Around the Web Digest- September 12

Hello everyone! Hope the first few days of Fall are treating you well. Here are some readings to keep you company as the temperature drops.

The fashion industry in Los Angeles, California keeps growing as the market continues to manufacture goods at an explosive rate. In a blog post by Stephanie Canizales in Youth Circulations, the lives of unaccompanied Guatemalan migrant youth in L.A. and how they navigate the harsh labor conditions of the garment industry.

Ghassan Hage on declining an invitation to address the Israeli Anthropological Association: “So to me, the beginning of any decolonial anthropology is to be anti-politicidal. It has to be concerned with how to stop this horrendous violence and how to give presence and political and social power to the colonised.”

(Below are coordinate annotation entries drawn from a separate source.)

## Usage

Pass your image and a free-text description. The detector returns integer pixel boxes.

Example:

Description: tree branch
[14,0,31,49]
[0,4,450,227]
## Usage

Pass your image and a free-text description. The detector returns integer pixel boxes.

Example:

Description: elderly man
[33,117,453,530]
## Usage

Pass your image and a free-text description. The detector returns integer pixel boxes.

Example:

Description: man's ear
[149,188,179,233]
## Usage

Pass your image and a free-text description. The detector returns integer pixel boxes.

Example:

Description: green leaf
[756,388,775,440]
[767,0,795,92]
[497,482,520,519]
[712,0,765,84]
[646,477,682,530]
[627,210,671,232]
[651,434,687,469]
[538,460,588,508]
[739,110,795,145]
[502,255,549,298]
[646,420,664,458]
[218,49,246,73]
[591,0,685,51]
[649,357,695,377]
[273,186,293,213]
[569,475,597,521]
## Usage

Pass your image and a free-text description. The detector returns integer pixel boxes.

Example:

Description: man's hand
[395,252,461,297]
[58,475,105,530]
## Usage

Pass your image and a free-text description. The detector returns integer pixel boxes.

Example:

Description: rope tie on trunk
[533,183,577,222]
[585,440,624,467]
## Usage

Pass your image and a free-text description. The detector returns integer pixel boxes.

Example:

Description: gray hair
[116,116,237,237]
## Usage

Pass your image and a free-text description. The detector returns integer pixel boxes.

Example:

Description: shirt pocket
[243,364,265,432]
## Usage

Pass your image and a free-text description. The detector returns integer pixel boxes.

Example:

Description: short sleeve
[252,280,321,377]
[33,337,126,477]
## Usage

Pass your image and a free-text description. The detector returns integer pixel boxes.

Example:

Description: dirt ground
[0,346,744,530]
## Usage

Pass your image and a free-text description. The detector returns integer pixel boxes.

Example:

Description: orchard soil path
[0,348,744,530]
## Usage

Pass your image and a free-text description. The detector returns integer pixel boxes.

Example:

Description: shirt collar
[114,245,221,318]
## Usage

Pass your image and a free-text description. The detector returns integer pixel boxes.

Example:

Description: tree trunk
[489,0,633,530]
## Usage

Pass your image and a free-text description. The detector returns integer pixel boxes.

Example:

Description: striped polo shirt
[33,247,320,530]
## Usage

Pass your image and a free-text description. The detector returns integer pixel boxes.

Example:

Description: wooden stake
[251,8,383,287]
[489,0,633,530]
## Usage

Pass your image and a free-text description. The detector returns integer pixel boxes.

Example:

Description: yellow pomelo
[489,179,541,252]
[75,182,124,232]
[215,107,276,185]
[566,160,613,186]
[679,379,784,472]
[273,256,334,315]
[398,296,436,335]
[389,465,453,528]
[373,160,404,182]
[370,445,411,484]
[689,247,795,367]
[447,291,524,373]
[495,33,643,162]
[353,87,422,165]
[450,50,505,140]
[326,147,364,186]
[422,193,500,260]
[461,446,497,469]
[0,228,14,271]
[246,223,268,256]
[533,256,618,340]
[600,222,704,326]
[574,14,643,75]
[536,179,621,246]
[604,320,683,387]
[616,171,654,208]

As the struggle against DAPL continues, representatives from the Standing Rock Sioux tribe met with the United Nations Human Rights Council to advocate for international support. Eventually UN Special Rapporteur on the rights of indigenous peoples, Victoria Tauli-Corpuz stated that DAPL should stop immediately due to the lack of informed consent, environmental degradation to water supplies, and destruction of sacred land.

As major transportation shifts from railways to airlines in India, the culture of sharing meals on train cars among passengers begins to shift. NPR cites chef and anthropologist Kurush Dalal in the socioeconomic shifts in food and travel among India’s growing middle class.

Algorithms are subject to just as much bias as the humans who program them. However, is bias encoded into the basis of the English language itself?